Find f ae-differentiable with $f´\in L^1(0,1)$ but not in $BV$... Here is a natural question which I didn't find in Measure Theory books:
Construct a continuous function $f(x)$ in $[0,1]$ with derivative at ae $x\in(0,1)$, and so that $f'(x)\in L^1(0,1)$, but such that $f$ is not of bounded variation.
The motivation would be the following: A well-known sufficient condition for absolute continuity asserts that 
if $f$ is continuous, $f'(x)$ exists for all $x\in(0,1)$ except a countable set, and $f'(x)\in L^1(0,1)$, then $f$ is absolutely continuous (hence $f\in BV$).
In this theorem, "countable set" cannot be replaced by "null set", as the Cantor staircase shows. Is this also the case if we just want $f\in BV(0,1)$?
Some observations about temptative constructions:
(i) Cantor staicases alone would not work, since they are increasing, hence $BV$...
(ii) Volterra type constructions, which fill the complement of a Cantor set with
 blocks $x^a \sin(x^{-b})$ are not good either. For the derivatives of these blocks to be in $L^1$ one needs $a>b$, but then blocks are in $BV$, and probably also the resulting function...
Are there other natural examples to test with? 
 A: I just came out with a counterexample.
One produces a function similar to $x\sin(1/x)$ (which is not in $BV$),
but with the oscillating blocks made of Cantor staircases (hence continuous and with $f'(x)=0$ ae).
Here are the details:
Call $h(x)$ the usual Cantor staircase, ie $h:[0,1]\to[0,1]$, continuous, increasing, onto and with $h'(x)=0$ at almost every $x\in(0,1)$.
Next, dilate this function to  $h_n:[\frac1{n+1},\frac1n]\to [0,\frac1n]$
by
$$ h_n(x)= \frac1n h\Big(\frac{x-\frac1{n+1}}{\frac1n-\frac1{n+1}}\Big),\quad \mbox{if $n$ odd}$$
or 
$$ h_n(x)= \frac1n h\Big(1-\frac{x-\frac1{n+1}}{\frac1n-\frac1{n+1}}\Big),\quad \mbox{if $n$ even.}$$
Finally, define $f(x)=h_n(x)$ if $x\in [\frac1{n+1},\frac1n]$ and $f(0)=0$.
It is straightforward to verify that $f\in C[0,1]$ and $f'(x)=0$ a.e. $x\in(0,1)$.
Finally, $f\not\in BV[0,1]$ since 
$$\sum_{n=1}^{2N}\big|f(\frac1n)-f(\frac1{n+1})\big|=\sum_{n=1}^N\frac1{2n+1}\to\infty,\quad \mbox{as }N\to\infty.$$
A: This is not possible.
Let $f$ be as in your assumptions, and let $0 = t_0, < t_1 < \dots < t_N = 1$ be given.
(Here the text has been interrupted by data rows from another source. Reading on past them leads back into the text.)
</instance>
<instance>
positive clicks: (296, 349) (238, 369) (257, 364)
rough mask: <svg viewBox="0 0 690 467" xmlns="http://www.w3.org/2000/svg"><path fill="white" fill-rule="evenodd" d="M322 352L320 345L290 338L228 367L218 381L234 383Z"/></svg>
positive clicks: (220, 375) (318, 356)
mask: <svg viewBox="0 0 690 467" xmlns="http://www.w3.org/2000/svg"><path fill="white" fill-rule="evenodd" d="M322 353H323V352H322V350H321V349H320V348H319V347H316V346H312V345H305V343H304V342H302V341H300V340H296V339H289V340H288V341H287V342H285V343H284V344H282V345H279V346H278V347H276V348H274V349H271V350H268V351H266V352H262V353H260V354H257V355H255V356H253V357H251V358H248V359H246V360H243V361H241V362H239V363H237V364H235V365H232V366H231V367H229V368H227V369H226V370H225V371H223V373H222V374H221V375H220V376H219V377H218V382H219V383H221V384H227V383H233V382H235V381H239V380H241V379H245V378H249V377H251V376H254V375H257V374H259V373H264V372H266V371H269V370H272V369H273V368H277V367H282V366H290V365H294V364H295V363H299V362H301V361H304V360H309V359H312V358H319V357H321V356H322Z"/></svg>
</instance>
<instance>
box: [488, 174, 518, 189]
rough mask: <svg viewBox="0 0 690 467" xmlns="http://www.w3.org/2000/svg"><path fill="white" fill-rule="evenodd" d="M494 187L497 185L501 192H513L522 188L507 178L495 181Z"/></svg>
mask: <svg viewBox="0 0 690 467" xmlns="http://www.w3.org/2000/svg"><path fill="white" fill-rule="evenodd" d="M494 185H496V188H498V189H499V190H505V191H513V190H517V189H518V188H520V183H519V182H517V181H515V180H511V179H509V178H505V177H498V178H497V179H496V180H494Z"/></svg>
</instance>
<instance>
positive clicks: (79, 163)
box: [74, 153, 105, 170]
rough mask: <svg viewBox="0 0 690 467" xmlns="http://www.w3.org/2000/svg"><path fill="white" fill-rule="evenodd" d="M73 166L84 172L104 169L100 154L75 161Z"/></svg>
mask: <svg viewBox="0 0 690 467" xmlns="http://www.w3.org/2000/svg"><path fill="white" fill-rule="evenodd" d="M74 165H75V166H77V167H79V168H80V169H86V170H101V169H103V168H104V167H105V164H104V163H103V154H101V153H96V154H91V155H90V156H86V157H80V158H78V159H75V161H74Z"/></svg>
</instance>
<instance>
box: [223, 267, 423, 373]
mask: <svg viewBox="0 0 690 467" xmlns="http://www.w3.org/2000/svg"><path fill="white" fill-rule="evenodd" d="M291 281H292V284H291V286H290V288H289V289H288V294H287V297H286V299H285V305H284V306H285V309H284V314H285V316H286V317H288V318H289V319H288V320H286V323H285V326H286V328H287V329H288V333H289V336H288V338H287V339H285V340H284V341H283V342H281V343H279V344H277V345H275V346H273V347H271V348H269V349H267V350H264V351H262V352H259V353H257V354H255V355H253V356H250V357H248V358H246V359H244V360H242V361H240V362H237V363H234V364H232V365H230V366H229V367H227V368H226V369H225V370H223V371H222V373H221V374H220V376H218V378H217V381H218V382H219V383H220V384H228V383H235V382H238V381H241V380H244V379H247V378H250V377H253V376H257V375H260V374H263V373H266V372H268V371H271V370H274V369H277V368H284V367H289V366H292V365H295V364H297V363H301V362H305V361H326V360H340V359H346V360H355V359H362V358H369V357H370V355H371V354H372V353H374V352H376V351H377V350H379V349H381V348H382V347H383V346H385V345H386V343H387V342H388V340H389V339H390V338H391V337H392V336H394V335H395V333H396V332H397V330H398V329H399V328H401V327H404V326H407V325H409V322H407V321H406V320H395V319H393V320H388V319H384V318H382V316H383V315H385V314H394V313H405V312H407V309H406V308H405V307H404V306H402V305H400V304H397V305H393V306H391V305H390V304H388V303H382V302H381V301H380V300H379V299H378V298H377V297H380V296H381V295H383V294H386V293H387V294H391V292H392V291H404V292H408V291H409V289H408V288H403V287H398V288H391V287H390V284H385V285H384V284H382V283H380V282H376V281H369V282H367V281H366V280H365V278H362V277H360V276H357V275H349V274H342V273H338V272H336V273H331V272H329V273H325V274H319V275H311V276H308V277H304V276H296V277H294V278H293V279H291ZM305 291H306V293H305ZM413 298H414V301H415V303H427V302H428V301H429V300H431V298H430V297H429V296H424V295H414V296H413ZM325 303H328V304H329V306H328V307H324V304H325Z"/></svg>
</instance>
Then for all $i\in \{1, \dots, N\}$, $f(t_{i} - f(t_{i-1}) = \int_{t_{i-1}}^{t_i} f'(s) ds$. It follows that 
$$
\sum_{i = 1}^N |f(t_i) - f(t_{i-1})| = \sum_{i = 1}^N |\int_{t_{i-1}}^{t_i} f'(s) ds| \le
\sum_{i = 1}^N \int_{t_{i-1}}^{t_i} |f'(s)| ds = \int_0^1 |f'(s)| ds
$$
and therefore the function has bounded variation.